Map custom regions with reverse geocoding

edit

Map custom regions with reverse geocoding

edit

Maps comes with predefined regions that allow you to quickly visualize regions by metrics. Maps also offers the ability to map your own regions. You can use any region data you’d like, as long as your source data contains an identifier for the corresponding region.

But how can you map regions when your source data does not contain a region identifier? This is where reverse geocoding comes in. Reverse geocoding is the process of assigning a region identifer to a feature based on its location.

In this tutorial, you’ll use reverse geocoding to visualize United States Census Bureau Combined Statistical Area (CSA) regions by web traffic.

You’ll learn to:

  • Upload custom regions.
  • Reverse geocode with the Elasticsearch enrich processor.
  • Create a map and visualize CSA regions by web traffic.

When you complete this tutorial, you’ll have a map that looks like this:

csa regions by web traffic

Step 1: Index web traffic data

edit

GeoIP is a common way of transforming an IP address to a longitude and latitude. GeoIP is roughly accurate on the city level globally and neighborhood level in selected countries. It’s not as good as an actual GPS location from your phone, but it’s much more precise than just a country, state, or province.

You’ll use the web logs sample data set that comes with Kibana for this tutorial. Web logs sample data set has longitude and latitude. If your web log data does not contain longitude and latitude, use GeoIP processor to transform an IP address into a geo_point field.

To install web logs sample data set:

  1. On the home page, click Try sample data.
  2. On the Sample web logs card, click Add data.

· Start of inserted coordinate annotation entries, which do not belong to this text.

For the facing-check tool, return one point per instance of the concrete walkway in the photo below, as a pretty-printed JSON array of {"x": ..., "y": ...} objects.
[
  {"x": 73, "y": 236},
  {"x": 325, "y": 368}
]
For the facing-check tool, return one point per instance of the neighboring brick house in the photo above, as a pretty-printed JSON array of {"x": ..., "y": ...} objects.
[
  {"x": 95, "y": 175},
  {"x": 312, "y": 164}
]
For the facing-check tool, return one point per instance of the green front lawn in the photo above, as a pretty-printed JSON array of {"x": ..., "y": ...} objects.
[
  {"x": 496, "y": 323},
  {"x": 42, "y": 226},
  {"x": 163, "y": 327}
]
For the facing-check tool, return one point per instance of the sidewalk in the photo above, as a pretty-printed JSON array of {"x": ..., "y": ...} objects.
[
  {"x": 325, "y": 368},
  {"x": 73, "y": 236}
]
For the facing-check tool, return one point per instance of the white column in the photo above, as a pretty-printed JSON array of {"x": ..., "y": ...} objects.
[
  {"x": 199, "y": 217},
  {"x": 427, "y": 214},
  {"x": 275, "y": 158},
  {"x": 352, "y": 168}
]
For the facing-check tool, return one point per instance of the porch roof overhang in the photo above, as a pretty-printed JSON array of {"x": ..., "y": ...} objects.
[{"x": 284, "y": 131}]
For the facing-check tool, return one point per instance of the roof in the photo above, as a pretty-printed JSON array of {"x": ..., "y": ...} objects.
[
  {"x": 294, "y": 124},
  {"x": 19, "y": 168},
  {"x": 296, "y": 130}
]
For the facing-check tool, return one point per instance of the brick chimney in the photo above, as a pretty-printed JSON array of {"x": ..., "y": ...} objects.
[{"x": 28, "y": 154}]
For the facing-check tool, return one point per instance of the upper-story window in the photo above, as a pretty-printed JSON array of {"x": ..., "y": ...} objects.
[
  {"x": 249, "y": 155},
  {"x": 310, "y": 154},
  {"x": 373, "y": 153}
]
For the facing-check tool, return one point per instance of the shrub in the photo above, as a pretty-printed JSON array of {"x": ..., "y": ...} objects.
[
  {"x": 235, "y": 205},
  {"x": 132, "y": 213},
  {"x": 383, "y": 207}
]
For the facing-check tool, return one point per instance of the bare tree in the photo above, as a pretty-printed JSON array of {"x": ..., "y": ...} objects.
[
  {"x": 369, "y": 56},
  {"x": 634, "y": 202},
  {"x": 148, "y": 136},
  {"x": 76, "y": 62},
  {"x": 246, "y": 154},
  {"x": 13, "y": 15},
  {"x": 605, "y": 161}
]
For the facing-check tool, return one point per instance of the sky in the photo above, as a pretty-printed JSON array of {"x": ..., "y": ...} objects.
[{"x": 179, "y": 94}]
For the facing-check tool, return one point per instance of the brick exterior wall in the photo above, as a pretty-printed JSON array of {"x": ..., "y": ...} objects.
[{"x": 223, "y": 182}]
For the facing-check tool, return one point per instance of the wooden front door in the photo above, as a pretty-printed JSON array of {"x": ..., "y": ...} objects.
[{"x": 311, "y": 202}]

Step 2: Index Combined Statistical Area (CSA) regions

edit

GeoIP level of detail is very useful for driving decision-making. For example, say you want to spin up a marketing campaign based on the locations of your users or show executive stakeholders which metro areas are experiencing an uptick of traffic.

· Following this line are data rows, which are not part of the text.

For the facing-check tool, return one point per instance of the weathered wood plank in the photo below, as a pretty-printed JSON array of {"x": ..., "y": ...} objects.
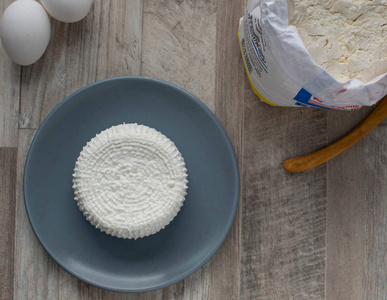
[
  {"x": 9, "y": 94},
  {"x": 7, "y": 221},
  {"x": 105, "y": 44},
  {"x": 356, "y": 214},
  {"x": 179, "y": 40},
  {"x": 283, "y": 214},
  {"x": 179, "y": 45},
  {"x": 345, "y": 213},
  {"x": 37, "y": 276}
]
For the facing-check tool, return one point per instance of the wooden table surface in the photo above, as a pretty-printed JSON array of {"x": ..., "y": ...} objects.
[{"x": 320, "y": 234}]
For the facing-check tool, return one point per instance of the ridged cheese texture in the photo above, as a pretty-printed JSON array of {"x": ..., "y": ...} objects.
[{"x": 130, "y": 181}]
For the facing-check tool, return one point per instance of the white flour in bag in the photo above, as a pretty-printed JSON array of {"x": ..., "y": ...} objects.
[
  {"x": 348, "y": 38},
  {"x": 281, "y": 70}
]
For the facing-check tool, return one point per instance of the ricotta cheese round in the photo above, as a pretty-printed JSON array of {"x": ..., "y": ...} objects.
[
  {"x": 348, "y": 38},
  {"x": 130, "y": 181}
]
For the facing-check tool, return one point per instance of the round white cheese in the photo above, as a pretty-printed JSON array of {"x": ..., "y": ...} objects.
[{"x": 130, "y": 181}]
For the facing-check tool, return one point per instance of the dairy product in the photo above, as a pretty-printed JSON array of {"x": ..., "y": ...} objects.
[
  {"x": 130, "y": 181},
  {"x": 348, "y": 38}
]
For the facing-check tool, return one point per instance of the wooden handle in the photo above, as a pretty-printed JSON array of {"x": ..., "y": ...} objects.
[{"x": 317, "y": 158}]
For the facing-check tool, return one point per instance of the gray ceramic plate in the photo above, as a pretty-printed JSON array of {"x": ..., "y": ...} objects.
[{"x": 163, "y": 258}]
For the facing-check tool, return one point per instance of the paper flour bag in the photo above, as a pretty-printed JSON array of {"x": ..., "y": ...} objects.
[{"x": 282, "y": 72}]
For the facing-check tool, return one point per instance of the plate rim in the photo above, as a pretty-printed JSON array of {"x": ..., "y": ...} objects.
[{"x": 236, "y": 196}]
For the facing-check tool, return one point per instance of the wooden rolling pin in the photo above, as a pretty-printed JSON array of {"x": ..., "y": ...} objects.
[{"x": 319, "y": 157}]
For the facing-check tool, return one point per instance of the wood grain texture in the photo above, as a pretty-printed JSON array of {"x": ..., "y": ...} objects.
[
  {"x": 7, "y": 220},
  {"x": 229, "y": 91},
  {"x": 356, "y": 230},
  {"x": 283, "y": 214},
  {"x": 179, "y": 39},
  {"x": 9, "y": 95},
  {"x": 105, "y": 44},
  {"x": 319, "y": 234}
]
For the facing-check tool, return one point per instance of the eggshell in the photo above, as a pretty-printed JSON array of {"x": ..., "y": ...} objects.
[
  {"x": 68, "y": 11},
  {"x": 25, "y": 31}
]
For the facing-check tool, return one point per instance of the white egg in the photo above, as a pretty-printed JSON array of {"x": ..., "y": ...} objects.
[
  {"x": 68, "y": 11},
  {"x": 25, "y": 31}
]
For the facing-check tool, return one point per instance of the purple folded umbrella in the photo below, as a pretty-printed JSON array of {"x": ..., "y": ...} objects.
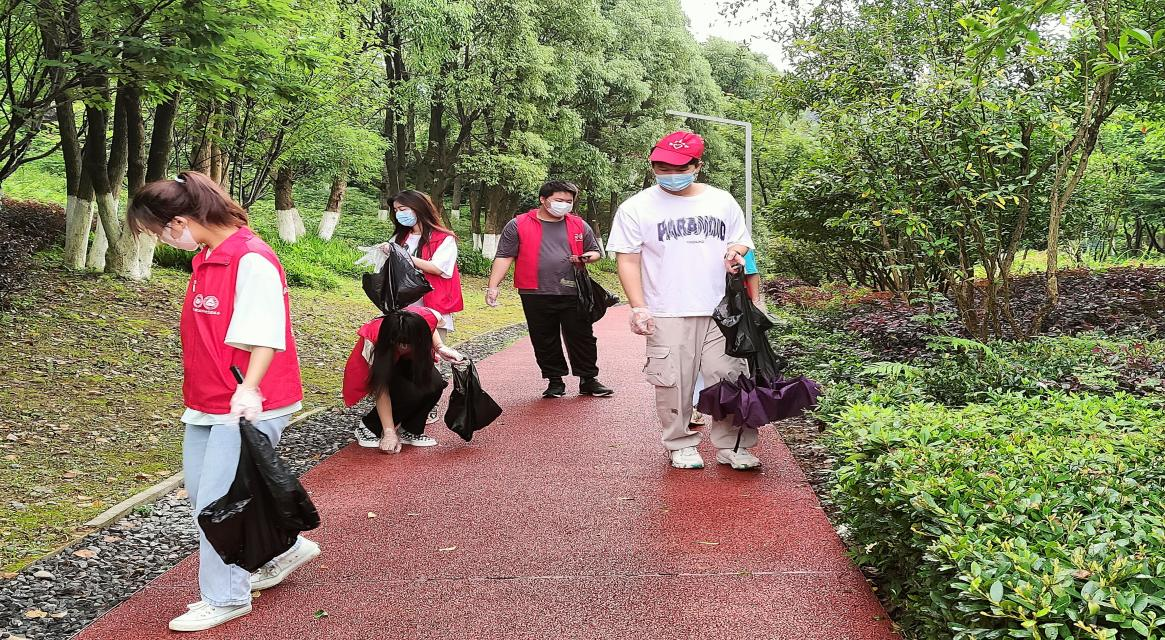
[{"x": 757, "y": 401}]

That kind of scale in the United States is often captured with what the Census Bureau calls the Combined Statistical Area (CSA). Combined Statistical Area is roughly equivalent with how people intuitively think of which urban area they live in. It does not necessarily coincide with state or city boundaries.

CSAs generally share the same telecom providers and ad networks. New fast food franchises expand to a CSA rather than a particular city or municipality. Basically, people in the same CSA shop in the same IKEA.

To get the CSA boundary data:

  1. Download the Cartographic Boundary shapefile (.shp) from the Census Bureau’s website.
  2. To use the data in Kibana, convert it to GeoJSON format. Follow this helpful tutorial to use QGIS to convert the Cartographic Boundary shapefile to GeoJSON. Or, download a prebuilt GeoJSON version.

Once you have your GeoJSON file:

  1. Open the main menu, and click Maps.
  2. Click Create map.
  3. Click Add layer.
  4. Click Upload GeoJSON.
  5. Use the file chooser to import the CSA GeoJSON file.
  6. Set index name to csa and click Import file.
  7. When importing is complete, click Add as document layer.
  8. Add Tooltip fields:

    1. Click + Add to open field select.
    2. Select NAME, GEOID, and AFFGEOID.
    3. Click Add.
  9. Click Save & close.

Looking at the map, you get a sense of what constitutes a metro area in the eyes of the Census Bureau.

csa regions

Step 3: Reverse geocoding

edit

To visualize CSA regions by web log traffic, the web log traffic must contain a CSA region identifier. You’ll use Elasticsearch enrich processor to add CSA region identifiers to the web logs sample data set. You can skip this step if your source data already contains region identifiers.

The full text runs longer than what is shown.